Categories of Special Interest

Architectural


Original Use

House


In Use As

House


Date

1860 - 1900


Coordinates

213059, 273850


Date Recorded

25/08/2005


Date Updated

--/--/--


Description

Detached three-bay two-storey house, built c. 1880, with projecting single-bay gable-fronted porch to the centre of the front elevation (northeast) and lean-to extension to rear (southwest). Hipped natural slate roof with a central pair of rendered chimneystacks and cast-iron rainwater goods. Cement rendered walls. Square-headed window openings with one-over-one pane timber sliding sash windows and tooled limestone sills. Square-headed door opening to front face of porch with timber battened door and plain overlight. Cut stone plinth blocks to doorway.
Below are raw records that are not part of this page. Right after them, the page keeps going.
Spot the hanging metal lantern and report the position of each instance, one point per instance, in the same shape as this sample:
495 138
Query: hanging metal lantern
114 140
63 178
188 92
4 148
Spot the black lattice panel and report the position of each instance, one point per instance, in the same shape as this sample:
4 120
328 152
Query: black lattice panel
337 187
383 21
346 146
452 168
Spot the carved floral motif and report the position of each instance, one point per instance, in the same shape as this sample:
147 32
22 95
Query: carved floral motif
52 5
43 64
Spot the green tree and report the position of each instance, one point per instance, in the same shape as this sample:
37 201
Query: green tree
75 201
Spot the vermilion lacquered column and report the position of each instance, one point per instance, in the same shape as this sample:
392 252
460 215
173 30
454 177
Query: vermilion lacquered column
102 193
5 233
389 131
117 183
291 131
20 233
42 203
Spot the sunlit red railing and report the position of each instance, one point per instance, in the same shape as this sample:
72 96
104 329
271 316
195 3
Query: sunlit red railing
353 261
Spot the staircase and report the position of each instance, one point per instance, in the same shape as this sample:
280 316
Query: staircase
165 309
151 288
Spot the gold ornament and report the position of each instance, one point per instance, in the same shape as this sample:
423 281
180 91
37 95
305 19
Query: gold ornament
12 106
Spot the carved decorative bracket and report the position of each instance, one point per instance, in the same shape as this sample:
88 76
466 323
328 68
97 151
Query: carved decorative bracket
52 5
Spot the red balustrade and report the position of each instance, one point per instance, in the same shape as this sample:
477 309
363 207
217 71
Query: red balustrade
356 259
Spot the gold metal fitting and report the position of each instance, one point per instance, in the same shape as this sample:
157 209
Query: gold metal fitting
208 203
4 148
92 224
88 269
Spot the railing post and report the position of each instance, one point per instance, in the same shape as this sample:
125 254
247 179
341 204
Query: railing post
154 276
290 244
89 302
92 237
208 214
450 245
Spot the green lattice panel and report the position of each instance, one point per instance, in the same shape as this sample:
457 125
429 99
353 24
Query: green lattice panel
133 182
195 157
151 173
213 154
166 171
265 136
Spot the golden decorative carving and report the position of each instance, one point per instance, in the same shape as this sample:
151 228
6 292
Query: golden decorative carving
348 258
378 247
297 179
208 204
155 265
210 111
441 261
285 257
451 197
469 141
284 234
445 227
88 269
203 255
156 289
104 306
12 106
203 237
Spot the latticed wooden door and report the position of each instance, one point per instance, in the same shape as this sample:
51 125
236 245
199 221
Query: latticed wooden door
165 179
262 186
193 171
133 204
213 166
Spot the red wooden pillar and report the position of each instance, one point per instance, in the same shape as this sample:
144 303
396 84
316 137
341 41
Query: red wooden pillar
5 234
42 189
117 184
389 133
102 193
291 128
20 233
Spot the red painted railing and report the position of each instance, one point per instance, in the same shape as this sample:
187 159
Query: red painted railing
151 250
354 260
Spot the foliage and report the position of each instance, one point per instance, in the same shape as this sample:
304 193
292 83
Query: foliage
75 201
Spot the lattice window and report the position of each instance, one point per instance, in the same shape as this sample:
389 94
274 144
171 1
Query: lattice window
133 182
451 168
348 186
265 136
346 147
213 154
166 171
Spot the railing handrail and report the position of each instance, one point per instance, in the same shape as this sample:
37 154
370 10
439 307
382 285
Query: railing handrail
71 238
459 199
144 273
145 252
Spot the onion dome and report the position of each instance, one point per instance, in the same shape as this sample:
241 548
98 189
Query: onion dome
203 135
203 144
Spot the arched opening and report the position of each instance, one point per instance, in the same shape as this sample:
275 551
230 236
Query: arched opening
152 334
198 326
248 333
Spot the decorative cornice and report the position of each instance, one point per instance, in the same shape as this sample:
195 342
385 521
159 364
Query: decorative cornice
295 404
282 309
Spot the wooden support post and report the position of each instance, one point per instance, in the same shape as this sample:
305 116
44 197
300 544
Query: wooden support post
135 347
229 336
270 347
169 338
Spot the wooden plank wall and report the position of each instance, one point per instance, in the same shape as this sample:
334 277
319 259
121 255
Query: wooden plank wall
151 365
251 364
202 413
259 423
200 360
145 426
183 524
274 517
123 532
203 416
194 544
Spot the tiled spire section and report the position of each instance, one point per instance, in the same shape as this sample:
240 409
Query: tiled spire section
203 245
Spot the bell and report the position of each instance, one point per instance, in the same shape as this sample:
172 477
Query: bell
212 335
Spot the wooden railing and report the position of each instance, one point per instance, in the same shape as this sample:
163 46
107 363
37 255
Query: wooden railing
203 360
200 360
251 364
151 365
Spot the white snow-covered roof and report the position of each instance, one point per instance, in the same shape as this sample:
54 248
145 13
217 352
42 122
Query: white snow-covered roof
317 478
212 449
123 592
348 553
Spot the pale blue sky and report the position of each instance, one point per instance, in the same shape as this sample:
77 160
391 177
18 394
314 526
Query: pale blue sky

Farmyard to rear, c. 1830 and c. 1880, comprising multiple-bay single-storey outbuildings with pitched natural slate and corrugated-metal roofs, rubble stone walls, and square-headed openings with timber fittings. Set back from road in own grounds. Main entrance to the south comprising a pair of rendered gate piers (on square-plan), gates now missing. Wrought-iron gates and rendered boundary walls to site. Located to the south of Longford Town.

Appraisal

This modest but well-proportioned two-storey house retains its early character and form. The appearance of this house is typical in many ways of the archetypal medium-sized house in the Irish countryside. The hipped natural slate roof and paired chimneystacks over a symmetrical façade, defined by vertically oriented windows and a central entrance further emphasised by an entrance porch, is a recurring motif through several centuries. It retains much of its fabric, notably timber sash windows. The rubble stone outbuildings to the rear, and the wrought-iron gates to site, add considerably to the setting of this unassuming composition. The largest of these outbuildings predates the present dwelling (Ordnance Survey first edition six-inch map 1838), and its scale and the presence of a chimneystack suggests that it may have been formerly in use as a dwelling.